AI saves whales from deadly ship strikes – Scoop Scoop News

A beloved San Francisco Bay whale washed up dead on shore last August. This was Fran, the most famous and photographed humpback whale in San Francisco Bay, with 277 sightings since 2005.

Fran was the fifth whale confirmed to have been killed in a ship raid in the area that year, he said. Marine Mammal Centre.

Ships, especially huge container ships, are some of the main killers of whales. Scientists appreciate More than 80 endangered whales are killed annually by ship strikes off the West Coast.

To combat this problem, he called a high-tech initiative safe whale Design a solution powered by artificial intelligence (AI).

Project Whale Safe is a whale detection system that displays data close to whales and ships in real time, with the goal of preventing fatal ship collisions with whales. It incorporates audio and video detections of whales with model forecasts to provide mariners with up-to-date information on the presence of whales in crowded shipping areas. This is possible with the help of buoys that carry on-board computers and record whale sounds using underwater microphones.

According to Rachel Rhodes, a project scientist who works to protect whales at the Benioff Oceanographic Laboratory, many populations of whales have been on the verge of extinction over the past hundreds of years, and many species remain threatened today.

“As global shipping continues to increase, it is critical that we implement solutions now to protect endangered whales. Encouraging ships to slow down to reduce the risk of whale ship collisions is a triple win.

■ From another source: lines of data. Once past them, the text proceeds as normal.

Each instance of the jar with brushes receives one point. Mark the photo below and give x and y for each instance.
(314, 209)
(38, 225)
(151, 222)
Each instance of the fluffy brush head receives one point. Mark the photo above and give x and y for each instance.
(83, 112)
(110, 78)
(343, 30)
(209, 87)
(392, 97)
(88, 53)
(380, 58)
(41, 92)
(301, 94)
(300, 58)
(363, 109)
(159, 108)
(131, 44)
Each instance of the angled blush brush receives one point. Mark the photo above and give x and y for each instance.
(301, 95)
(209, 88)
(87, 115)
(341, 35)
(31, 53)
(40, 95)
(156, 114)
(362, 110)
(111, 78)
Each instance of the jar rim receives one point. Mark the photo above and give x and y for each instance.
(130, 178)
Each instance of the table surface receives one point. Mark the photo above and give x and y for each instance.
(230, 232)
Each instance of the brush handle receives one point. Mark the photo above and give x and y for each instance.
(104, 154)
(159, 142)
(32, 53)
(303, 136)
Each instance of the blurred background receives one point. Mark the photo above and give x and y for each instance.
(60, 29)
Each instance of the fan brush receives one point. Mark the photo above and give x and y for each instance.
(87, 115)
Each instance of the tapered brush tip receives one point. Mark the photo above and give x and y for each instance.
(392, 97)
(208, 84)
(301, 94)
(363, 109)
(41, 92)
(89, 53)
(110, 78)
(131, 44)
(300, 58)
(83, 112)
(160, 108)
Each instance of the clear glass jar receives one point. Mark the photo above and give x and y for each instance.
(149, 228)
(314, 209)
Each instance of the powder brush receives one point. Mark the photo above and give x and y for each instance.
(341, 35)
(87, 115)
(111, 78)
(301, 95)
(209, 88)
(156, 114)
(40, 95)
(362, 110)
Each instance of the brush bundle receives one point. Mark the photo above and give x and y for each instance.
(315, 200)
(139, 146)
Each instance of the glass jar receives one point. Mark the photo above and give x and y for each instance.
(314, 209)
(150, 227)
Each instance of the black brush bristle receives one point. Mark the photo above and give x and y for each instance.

It saves whales, and helps fight climate change through Carbon sequestration, improves air quality.” “When ships slow down, they emit fewer greenhouse gases, nitrogen oxides and other harmful air pollutants that exacerbate diseases like asthma for vulnerable populations like children and the elderly.”

Whale Safe Vessel speed analyses on its website. Using AIS data to monitor the speeds of large vessels, operators are given a report card with an overall score based on how often their fleet follows recommendations to slow down.

The overall coop rate for ships slowed to 10 knots or less in the Santa Barbara Channel in 2020 was about 54%, now it’s nearly 62%, according to Callie Leiphardt, another Whale Safe project scientist in the Benioff Ocean Science Lab.

“This collaboration rate is heading in the right direction, but we’d like to see it closer to 100%, which means we still have more work to do,” Liebhardt said.

Unfortunately, 2018, 2019 and 2021 were some of the worst years on record for ship strikes. Off the coast of California, with 10 confirmed deaths in 2018, 11 deaths in 2019, and eight deaths in 2021.

These reported deaths likely represent only 5% to 17% of deaths due to ship strikes because injured whales tend to sink to the ocean floor upon death, so the actual number could be closer to 100, according to Leiffardt.

Whale deaths can also greatly affect key factors such as ocean health and climate change.

“Whales are among the largest creatures on earth and play a vital role in maintaining a healthy ocean and climate, stabilizing the marine food web, and boosting our economy — whale watching brings in billions of dollars to help stimulate coastal economies around the world,” Liebhardt said.

Researchers have discovered that whales trap large amounts of carbon dioxide in their bodies, while their droppings lead to the growth of phytoplankton, which sequesters a huge amount of carbon from the atmosphere. a A recent study From the International Monetary Fund that protecting whales could be one of the most effective ways to mediate climate change.

Many marine life and whale conservation organizations and projects, such as Whale Safe, continue to work on learning more about whales and ways to mitigate the number of deaths to help preserve both atmospheric and aquatic conditions.

“Whales, like many other animals, face an uncertain future. We need to do everything we can to protect them. Some issues, like climate change and chemical pollution, are very difficult to stop. But for other issues, there are viable solutions,” said Andy Rogan. Director of Science at Ocean Alliance and the biologist of marine mammals.

Whales, like many other animals, face an uncertain future. We need to do everything we can to protect them.”

Andy Rogan

2021 study Frontiers published in Marine Science estimated that whale deaths in the Santa Barbara Channel could be reduced by a third if 95% of ships adhered to the speed limit.

“We continue to engage with shipping companies, navigation software companies, and other key players in the field to try to make our Whale Safe data as accessible and easy to use as possible and to encourage more ships to slow down,” Rhodes said.

Even the Antarctic blue whale, the largest animal on the planet, weighing up to 200 tons, is no match for these massive ships. Large cargo ships, often carrying tens of thousands of containers, can weigh more than 200,000 tons.

“As consumers, this is a problem we’re all in touch with because a lot of purchased and used goods are shipped, but it’s unfortunately not an issue that many of us attribute to being a major threat to whales,” Liebhardt said.

Still, activities like Whale watching The general admiration that whales bring to the oceans has created a great deal of awareness of the damage the oceans are currently doing due to various factors.

“Beautiful, dynamic, charismatic animals with well-documented intelligence, they have an extraordinary ability to inspire and stimulate connections between the ocean and the public that are so desperately needed right now.” Rogan said.